Home

Rechtbank Noord-Nederland, 17-09-2015, ECLI:NL:RBNNE:2015:4444, AWB - 14 _ 3469 en 14_3469

Rechtbank Noord-Nederland, 17-09-2015, ECLI:NL:RBNNE:2015:4444, AWB - 14 _ 3469 en 14_3469

Gegevens

Instantie
Rechtbank Noord-Nederland
Datum uitspraak
17 september 2015
Datum publicatie
29 september 2015
ECLI
ECLI:NL:RBNNE:2015:4444
Zaaknummer
AWB - 14 _ 3469 en 14_3469

Inhoudsindicatie

Beschikkingen VAR WUO terecht herzien in beschikkingen VAR Loon voor verlener AWBZ-zorg in natura.

Uitspraak

Zittingsplaats Groningen

Bestuursrecht

zaaknummers: LEE 14/3468 en 14/3469

uitspraak van de meervoudige belastingkamer van 17 september 2015 in de zaak tussen

[eiseres] , te [woonplaats] , eiseres

(gemachtigde: [gemachtigde] ),

en

de inspecteur van de Belastingdienst/kantoor Groningen verweerder

(gemachtigde: [gemachtigde] ).

Procesverloop

Verweerder heeft beschikking van 15 oktober 2013 verklaard dat de aan eiseres voor de periode 1 januari 2013 tot en met 31 december 2013 gegeven Verklaring arbeidsrelatie (VAR-verklaring) wordt herzien. Deze herziening houdt in dat de voordelen die eiseres uit de in haar aanvraagformulier omschreven werkzaamheden geniet of zal gaan genieten, niet meer worden aangemerkt als winst uit onderneming. Deze voordelen worden vanaf 15 oktober 2013 tot en met 31 december 2013 aangemerkt als loon uit dienstbetrekking.

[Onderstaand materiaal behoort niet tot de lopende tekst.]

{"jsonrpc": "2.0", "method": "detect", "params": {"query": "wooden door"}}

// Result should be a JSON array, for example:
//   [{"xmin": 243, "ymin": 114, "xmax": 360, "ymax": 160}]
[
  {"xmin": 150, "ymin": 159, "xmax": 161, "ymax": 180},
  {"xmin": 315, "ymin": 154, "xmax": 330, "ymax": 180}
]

Bij beschikking van 31 oktober 2013 heeft verweerder verklaard dat de aan eiseres voor de periode 1 januari 2014 tot en met 31 december 2014 gegeven VAR-verklaring wordt herzien. Deze herziening houdt in dat de voordelen die eiseres uit de in haar aanvraagformulier omschreven werkzaamheden zal gaan genieten, niet meer worden aanmerkt als winst uit onderneming. Deze voordelen worden vanaf 1 januari 2014 tot en met 31 december 2014 aangemerkt als loon uit dienstbetrekking.

Eiseres heeft tegen de uitspraken op bezwaar beroep ingesteld.

Verweerder heeft verweerschriften ingediend.

Partijen hebben vóór de zitting nadere stukken ingediend.

Het onderzoek ter zitting heeft plaatsgevonden op 2 april 2015. Eiseres is verschenen, vergezeld van haar echtgenoot en bijgestaan door haar gemachtigde. Verweerder heeft zich laten vertegenwoordigen door zijn gemachtigde, bijgestaan door [naam] .

Overwegingen

Feiten

1. De rechtbank neemt de volgende, door partijen niet betwiste, feiten als vaststaand aan.

1.1. Eiseres, geboren op [dag/maand] 1951, is verzorgende IG 3 (Individuele Gezondheidszorg, niveau 3) / verpleegkundige. Sinds 1 augustus 2007 staat eiseres bij de Kamer van Koophandel ingeschreven onder de handelsnaam “[handelsnaam] ”. De omschrijving van eiseres’ activiteiten luidt: “Het aanbieden van verzorging door ziekenverzorgster voor particulieren zowel nationaal en internationaal, tevens het verlenen van advies”.

1.2. Eiseres verleende in de jaren 2013 en 2014 onder meer (thuis)zorg in natura als bedoeld in de Algemene Wet Bijzondere Ziektekosten (AWBZ). Eiseres verrichtte deze werkzaamheden in 2013, zoals zij ter zitting heeft verklaard, via de volgende instellingen:

a. [Instelling A] te [plaats] , handelend onder de naam [Instelling A] ( [Instelling A] ). Dit is een zogenaamde AWBZ-toegelaten zorginstelling als bedoeld in de Wet Toelating zorginstellingen (WTZi).

b. [Instelling B] , ook een AWBZ-toegelaten instelling als bedoeld in de WTZi.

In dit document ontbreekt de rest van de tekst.